A Realistic Hope
by Ryane Willis
As the old journalism quote goes, "if it bleeds it leads". It seems like every time you open a webpage, turn on the television, or read the newspaper, the most horrible stories come to haunt you. It gives us a perspective of the world that is heavy in blood and guts but leaves out hope. Even stories of hope can be laced with a sense of cheesy sentimentalism or could be just aimed at your pocketbook. (Don't misunderstand me, I'm alright if you're aiming for my pocketbook for the right reasons. I want to give where there is need.) My point is, where is the news source that is simply presenting the world as it truly is? Where is the news source that needs no hype, that holds no biases, that is not slanted toward the negative, that doesn't forget about the "little guy"? Even more concerning, is what I'm wanting even possible?
This may be presumptuous, but it seems that my impression of a country or my experience of a situation is completely different than the news portrayal of that exact same region or event. I'm not saying the news is lying to you -- reliable news sources are certainly based on factual evidence. However, there is a difference in empirical knowledge and secondary source information. That is what I wish international news could bring to you: the experience of meeting Syrian refugees, the experience of a South African sunset, the experience of a woman with joy and HIV at the same time, or the experience of trying to save a pod of pilot whales only to watch them all die the next day. All true stories. I promise. Frankly, the news can't bring this knowledge to you and I can't bring it to you either. Only you can do this.

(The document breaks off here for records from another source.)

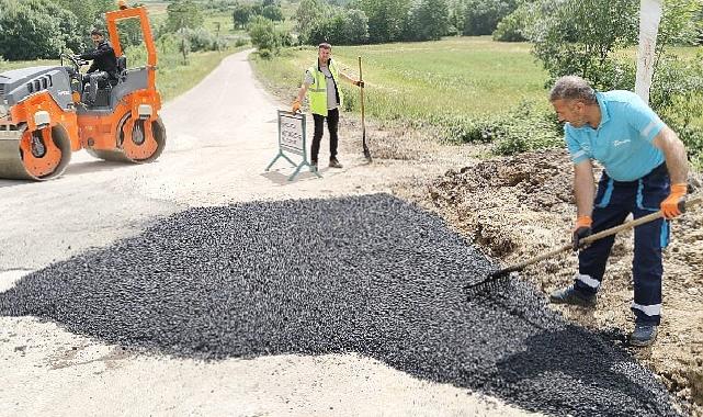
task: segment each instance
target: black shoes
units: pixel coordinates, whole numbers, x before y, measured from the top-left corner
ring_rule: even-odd
[[[549,295],[549,302],[554,304],[569,304],[578,305],[581,307],[596,306],[596,295],[586,295],[578,291],[574,284],[563,289],[556,290]]]
[[[630,345],[644,348],[654,343],[657,338],[657,326],[635,323],[635,329],[630,334]]]
[[[337,160],[337,158],[330,158],[330,159],[329,159],[329,167],[330,167],[330,168],[342,168],[342,165],[341,165],[341,164],[339,164],[339,161]]]

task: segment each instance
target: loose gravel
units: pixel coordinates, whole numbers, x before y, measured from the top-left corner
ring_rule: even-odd
[[[0,294],[106,342],[179,358],[359,352],[553,415],[677,415],[608,335],[567,324],[441,218],[387,194],[192,208]]]

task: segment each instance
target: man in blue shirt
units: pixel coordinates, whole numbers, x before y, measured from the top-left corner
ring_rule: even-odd
[[[580,77],[559,78],[549,101],[564,126],[574,162],[577,221],[574,249],[580,239],[634,218],[662,211],[665,218],[635,228],[632,311],[633,346],[648,346],[661,320],[661,250],[669,241],[669,219],[680,213],[687,192],[688,160],[677,134],[635,93],[596,92]],[[603,166],[596,189],[593,160]],[[596,305],[605,263],[615,238],[594,241],[579,252],[574,284],[552,293],[552,303]]]

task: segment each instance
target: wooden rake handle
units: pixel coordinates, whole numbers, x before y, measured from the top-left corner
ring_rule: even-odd
[[[359,80],[360,81],[364,80],[361,71],[361,56],[359,57]],[[366,126],[364,124],[364,89],[362,88],[360,90],[361,90],[360,92],[361,93],[361,127],[365,131]]]
[[[691,208],[693,206],[696,206],[696,205],[701,204],[701,201],[703,201],[703,198],[701,198],[701,196],[696,196],[696,198],[693,198],[693,199],[684,200],[682,202],[683,204],[682,204],[681,208],[683,208],[683,210]],[[683,212],[683,210],[681,210],[681,211]],[[622,232],[622,230],[627,230],[627,229],[637,227],[637,226],[643,225],[645,223],[654,222],[657,218],[660,218],[662,216],[664,216],[664,214],[661,213],[661,211],[658,211],[656,213],[648,214],[648,215],[639,217],[637,219],[630,221],[627,223],[623,223],[620,226],[611,227],[609,229],[605,229],[605,230],[602,230],[602,232],[599,232],[597,234],[593,234],[593,235],[590,235],[588,237],[582,238],[581,240],[579,240],[579,246],[580,245],[590,245],[596,240],[600,240],[600,239],[602,239],[604,237],[612,236],[612,235],[614,235],[614,234],[616,234],[619,232]],[[571,249],[572,247],[574,246],[570,245],[570,244],[569,245],[564,245],[564,246],[555,248],[555,249],[553,249],[553,250],[551,250],[548,252],[538,255],[538,256],[536,256],[534,258],[530,258],[530,259],[528,259],[525,261],[522,261],[520,263],[515,263],[515,264],[510,266],[508,268],[503,268],[500,271],[497,271],[496,273],[494,273],[494,275],[504,275],[506,273],[510,273],[510,272],[514,272],[514,271],[521,271],[528,266],[531,266],[533,263],[540,262],[540,261],[545,260],[547,258],[552,258],[552,257],[554,257],[556,255],[559,255],[562,252],[565,252],[565,251]]]

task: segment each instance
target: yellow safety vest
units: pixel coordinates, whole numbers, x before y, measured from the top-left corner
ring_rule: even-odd
[[[339,70],[332,63],[332,59],[327,64],[329,71],[332,74],[332,79],[337,84],[337,93],[339,94],[339,106],[342,106],[342,89],[339,87]],[[320,114],[327,116],[327,78],[320,71],[319,59],[314,66],[307,69],[313,75],[313,83],[307,88],[308,100],[310,101],[310,112],[313,114]]]

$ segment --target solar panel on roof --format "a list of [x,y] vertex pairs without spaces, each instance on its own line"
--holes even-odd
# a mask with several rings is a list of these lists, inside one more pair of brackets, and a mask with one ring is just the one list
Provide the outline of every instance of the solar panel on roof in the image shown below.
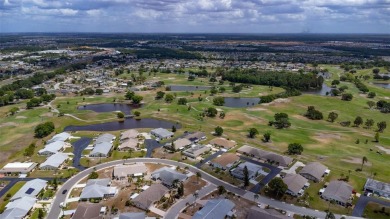
[[31,193],[34,192],[34,190],[35,190],[34,188],[29,188],[27,189],[26,194],[30,195]]

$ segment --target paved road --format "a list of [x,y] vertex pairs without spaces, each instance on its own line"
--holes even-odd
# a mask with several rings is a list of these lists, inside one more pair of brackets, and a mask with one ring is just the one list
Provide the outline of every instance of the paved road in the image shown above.
[[[203,187],[201,190],[198,191],[198,199],[206,196],[210,192],[217,189],[217,186],[213,184],[209,184],[205,187]],[[187,203],[192,204],[196,201],[196,198],[193,194],[188,195],[184,199],[179,200],[174,205],[171,206],[171,208],[168,209],[168,211],[165,213],[164,218],[172,219],[177,218],[179,216],[179,213],[187,206]]]
[[73,166],[79,170],[84,170],[86,167],[80,165],[80,158],[83,150],[89,145],[92,139],[82,137],[79,140],[72,143],[73,146]]
[[245,161],[248,161],[250,163],[253,163],[253,164],[256,164],[256,165],[259,165],[259,166],[262,166],[262,167],[266,167],[266,168],[271,170],[271,172],[268,173],[267,176],[265,176],[259,183],[257,183],[255,186],[253,186],[251,188],[251,190],[250,190],[251,192],[259,193],[260,190],[265,185],[267,185],[276,175],[278,175],[280,173],[280,171],[282,171],[282,169],[277,168],[275,166],[272,166],[271,164],[255,161],[255,160],[252,160],[252,159],[250,159],[248,157],[244,157],[244,156],[240,156],[240,157],[241,157],[241,160],[245,160]]
[[205,164],[205,163],[207,163],[208,161],[210,161],[210,160],[212,160],[212,159],[218,157],[219,155],[221,155],[221,154],[223,154],[223,153],[224,153],[224,151],[219,150],[219,151],[215,152],[214,154],[208,156],[206,159],[204,159],[204,160],[200,161],[199,163],[195,164],[195,167],[200,168],[203,164]]
[[379,198],[374,198],[374,197],[368,197],[368,196],[360,196],[358,202],[355,205],[355,208],[352,211],[352,215],[355,217],[361,217],[363,216],[364,213],[364,208],[366,208],[366,205],[369,202],[374,202],[378,203],[387,207],[390,207],[390,202],[379,199]]
[[[103,164],[99,164],[99,165],[96,165],[94,167],[90,167],[86,170],[83,170],[81,171],[80,173],[78,173],[77,175],[74,175],[72,178],[70,178],[68,181],[66,181],[63,186],[61,187],[61,189],[59,189],[55,195],[55,199],[53,200],[52,202],[52,206],[50,208],[50,211],[49,213],[47,214],[47,217],[48,219],[56,219],[59,217],[60,213],[61,213],[61,209],[60,209],[60,203],[64,202],[65,199],[69,196],[70,194],[70,191],[71,191],[71,188],[73,186],[75,186],[80,180],[82,180],[83,178],[85,178],[86,176],[88,176],[92,171],[95,170],[101,170],[101,169],[104,169],[104,168],[108,168],[108,167],[111,167],[111,166],[114,166],[114,165],[118,165],[118,164],[122,164],[124,162],[145,162],[145,163],[161,163],[161,164],[165,164],[165,165],[173,165],[173,166],[179,166],[181,168],[184,168],[184,167],[188,167],[189,171],[193,172],[193,173],[196,173],[196,172],[200,172],[202,174],[202,178],[214,185],[222,185],[225,187],[226,190],[230,191],[230,192],[233,192],[235,193],[236,195],[239,195],[245,199],[248,199],[250,201],[253,201],[254,199],[254,195],[255,193],[253,192],[247,192],[246,190],[243,190],[241,188],[238,188],[236,186],[233,186],[225,181],[222,181],[206,172],[204,172],[203,170],[200,170],[194,166],[191,166],[191,165],[188,165],[188,164],[185,164],[185,163],[180,163],[180,162],[176,162],[176,161],[173,161],[173,160],[165,160],[165,159],[158,159],[158,158],[132,158],[132,159],[128,159],[128,160],[115,160],[115,161],[111,161],[111,162],[107,162],[107,163],[103,163]],[[65,194],[62,194],[62,192],[64,190],[68,190]],[[301,215],[311,215],[311,216],[315,216],[317,218],[325,218],[325,212],[321,212],[321,211],[316,211],[316,210],[313,210],[313,209],[308,209],[308,208],[302,208],[302,207],[298,207],[298,206],[294,206],[294,205],[290,205],[290,204],[287,204],[287,203],[283,203],[283,202],[280,202],[280,201],[277,201],[277,200],[272,200],[272,199],[269,199],[267,197],[263,197],[263,196],[260,196],[258,198],[258,201],[260,201],[261,203],[263,204],[266,204],[266,205],[270,205],[274,208],[278,208],[278,209],[283,209],[283,210],[286,210],[286,211],[289,211],[289,212],[294,212],[294,213],[297,213],[297,214],[301,214]],[[336,215],[337,218],[340,218],[341,216],[340,215]],[[356,217],[346,217],[347,219],[352,219],[352,218],[356,218]]]

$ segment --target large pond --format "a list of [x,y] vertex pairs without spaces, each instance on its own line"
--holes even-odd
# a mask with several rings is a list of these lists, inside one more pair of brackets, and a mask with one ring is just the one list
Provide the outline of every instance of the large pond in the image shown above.
[[172,126],[176,128],[181,128],[180,124],[168,122],[164,120],[158,119],[133,119],[127,118],[124,121],[114,121],[114,122],[106,122],[100,124],[92,124],[92,125],[83,125],[83,126],[67,126],[64,131],[118,131],[123,129],[132,129],[132,128],[166,128],[171,129]]
[[312,90],[308,90],[308,91],[303,91],[302,93],[303,94],[314,94],[314,95],[320,95],[320,96],[327,96],[326,94],[328,93],[328,95],[330,96],[331,90],[332,90],[331,87],[329,87],[326,84],[322,84],[321,89],[312,89]]
[[232,108],[251,107],[259,104],[260,98],[257,97],[225,97],[224,106]]
[[78,110],[92,110],[97,113],[122,111],[126,115],[130,115],[130,111],[136,108],[138,107],[125,103],[99,103],[77,107]]
[[210,90],[210,86],[194,86],[194,85],[168,85],[171,91],[198,91],[198,90]]
[[390,83],[388,83],[388,84],[386,84],[386,83],[373,83],[373,84],[377,87],[383,87],[386,89],[390,89]]

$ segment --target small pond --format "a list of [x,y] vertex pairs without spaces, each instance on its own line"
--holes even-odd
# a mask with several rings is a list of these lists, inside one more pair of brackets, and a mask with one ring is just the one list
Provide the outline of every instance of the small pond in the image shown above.
[[251,107],[259,104],[260,98],[257,97],[225,97],[224,106],[232,108]]
[[92,125],[83,125],[83,126],[67,126],[64,131],[118,131],[123,129],[132,129],[132,128],[166,128],[171,129],[172,126],[176,128],[181,128],[180,124],[176,124],[173,122],[168,122],[164,120],[158,119],[133,119],[127,118],[124,121],[114,121],[114,122],[106,122],[100,124],[92,124]]
[[210,86],[194,86],[194,85],[168,85],[171,91],[199,91],[199,90],[210,90]]
[[97,113],[122,111],[126,115],[130,115],[130,111],[136,108],[139,107],[125,103],[99,103],[82,105],[77,107],[78,110],[92,110]]

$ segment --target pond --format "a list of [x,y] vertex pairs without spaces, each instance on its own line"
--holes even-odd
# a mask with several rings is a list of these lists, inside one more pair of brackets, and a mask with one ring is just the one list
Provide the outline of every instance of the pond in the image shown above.
[[390,83],[386,84],[386,83],[373,83],[375,86],[377,87],[383,87],[385,89],[390,89]]
[[171,91],[199,91],[199,90],[210,90],[210,86],[193,86],[193,85],[168,85]]
[[122,111],[126,115],[130,115],[130,111],[136,108],[139,107],[125,103],[99,103],[77,107],[78,110],[92,110],[97,113]]
[[232,108],[251,107],[259,104],[260,98],[257,97],[225,97],[224,106]]
[[132,128],[166,128],[171,129],[172,126],[176,128],[181,128],[180,124],[168,122],[158,119],[133,119],[127,118],[124,121],[114,121],[106,122],[92,125],[83,125],[83,126],[67,126],[64,131],[118,131],[123,129],[132,129]]
[[308,91],[303,91],[303,94],[314,94],[314,95],[320,95],[320,96],[327,96],[326,93],[328,93],[328,96],[330,96],[330,91],[332,90],[331,87],[329,87],[326,84],[322,84],[321,89],[311,89]]

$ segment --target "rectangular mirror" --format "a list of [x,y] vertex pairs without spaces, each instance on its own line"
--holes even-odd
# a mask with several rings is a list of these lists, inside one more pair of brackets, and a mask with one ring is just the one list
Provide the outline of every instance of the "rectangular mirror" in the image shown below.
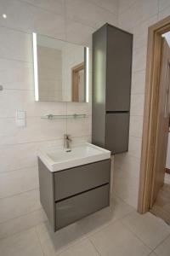
[[88,101],[88,48],[33,33],[35,100]]

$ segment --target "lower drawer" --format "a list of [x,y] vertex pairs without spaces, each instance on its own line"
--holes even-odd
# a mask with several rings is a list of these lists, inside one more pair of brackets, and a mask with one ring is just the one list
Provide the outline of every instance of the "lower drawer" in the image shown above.
[[110,186],[106,184],[57,202],[56,230],[109,206],[109,193]]

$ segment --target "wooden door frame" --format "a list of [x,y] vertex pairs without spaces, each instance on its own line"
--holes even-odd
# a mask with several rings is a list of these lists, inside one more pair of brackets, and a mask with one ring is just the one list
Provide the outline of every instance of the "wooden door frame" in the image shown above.
[[170,31],[170,16],[149,27],[146,62],[145,97],[144,109],[142,152],[138,212],[150,210],[153,188],[154,160],[159,100],[159,80],[162,56],[162,34]]

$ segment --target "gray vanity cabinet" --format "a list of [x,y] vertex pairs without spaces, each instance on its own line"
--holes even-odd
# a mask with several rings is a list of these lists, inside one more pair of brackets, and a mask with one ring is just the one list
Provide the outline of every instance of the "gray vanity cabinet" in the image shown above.
[[110,160],[56,172],[38,158],[40,201],[56,231],[110,204]]
[[93,34],[92,143],[128,149],[133,35],[105,24]]

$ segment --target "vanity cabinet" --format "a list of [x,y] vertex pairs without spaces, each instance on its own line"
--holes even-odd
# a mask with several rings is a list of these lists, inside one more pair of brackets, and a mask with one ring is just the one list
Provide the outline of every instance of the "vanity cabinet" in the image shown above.
[[128,149],[133,35],[105,24],[93,34],[92,143]]
[[110,204],[110,160],[50,172],[38,158],[40,201],[56,231]]

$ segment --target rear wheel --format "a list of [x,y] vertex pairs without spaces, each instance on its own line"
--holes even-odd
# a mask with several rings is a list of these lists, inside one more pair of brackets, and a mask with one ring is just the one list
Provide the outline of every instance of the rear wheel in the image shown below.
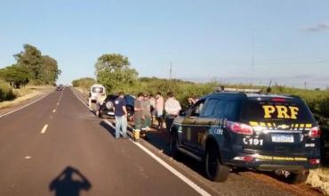
[[96,114],[97,114],[97,116],[98,116],[100,118],[103,118],[103,113],[101,112],[101,110],[98,110],[98,111],[96,111]]
[[221,165],[216,145],[211,144],[205,153],[205,173],[211,181],[225,182],[229,175],[229,168]]

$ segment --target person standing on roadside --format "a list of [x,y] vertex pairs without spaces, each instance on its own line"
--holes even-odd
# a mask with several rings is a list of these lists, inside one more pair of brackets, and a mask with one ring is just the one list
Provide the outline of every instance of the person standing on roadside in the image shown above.
[[156,117],[156,98],[153,94],[149,94],[149,102],[151,103],[151,125],[153,125],[153,118]]
[[141,122],[143,120],[143,108],[141,105],[141,102],[143,100],[144,94],[140,93],[137,95],[137,99],[134,101],[134,114],[133,118],[135,122],[135,130],[140,131],[141,130]]
[[173,119],[180,114],[181,107],[180,102],[174,98],[172,92],[167,94],[167,97],[168,98],[164,102],[164,110],[166,112],[165,127],[166,130],[170,132]]
[[96,101],[96,116],[97,117],[100,117],[100,108],[101,108],[101,105],[103,104],[104,101],[106,99],[106,95],[105,94],[100,95],[98,98],[97,98],[97,101]]
[[127,109],[125,107],[124,92],[114,102],[114,114],[116,117],[116,139],[120,137],[120,129],[124,139],[127,137]]
[[[141,102],[141,105],[143,108],[143,127],[142,129],[147,131],[149,131],[149,127],[151,126],[151,103],[148,99],[148,95],[147,94],[144,94],[143,101]],[[145,134],[143,133],[143,135]]]
[[164,97],[161,95],[160,92],[157,92],[156,96],[156,116],[157,120],[157,128],[163,128],[163,121],[164,121]]

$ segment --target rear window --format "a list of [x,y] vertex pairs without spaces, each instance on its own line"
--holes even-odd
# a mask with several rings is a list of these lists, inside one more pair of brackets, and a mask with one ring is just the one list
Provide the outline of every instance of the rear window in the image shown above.
[[92,87],[92,93],[100,93],[102,94],[104,89],[102,87]]
[[307,105],[303,102],[296,101],[248,100],[243,104],[241,118],[245,122],[314,122]]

Beloved will strive to present the world to you in a realistic, yet hopeful way. We're not saying there are no atrocities on the earth or any risk in travel. It may even be the case that your family will question the stamps in your passport and refuse to support your daring attempt to see and know the world -- but no one can replace your own empirical knowledge of the cultures of the world. Do not seek or expect that kind of understanding simply from reading a Beloved blog post or magazine article. We challenge you to be bold, informed, courageous, and biased towards hope. From our perspective of things, it is easy to be critical -- but it is much more worthwhile to hope.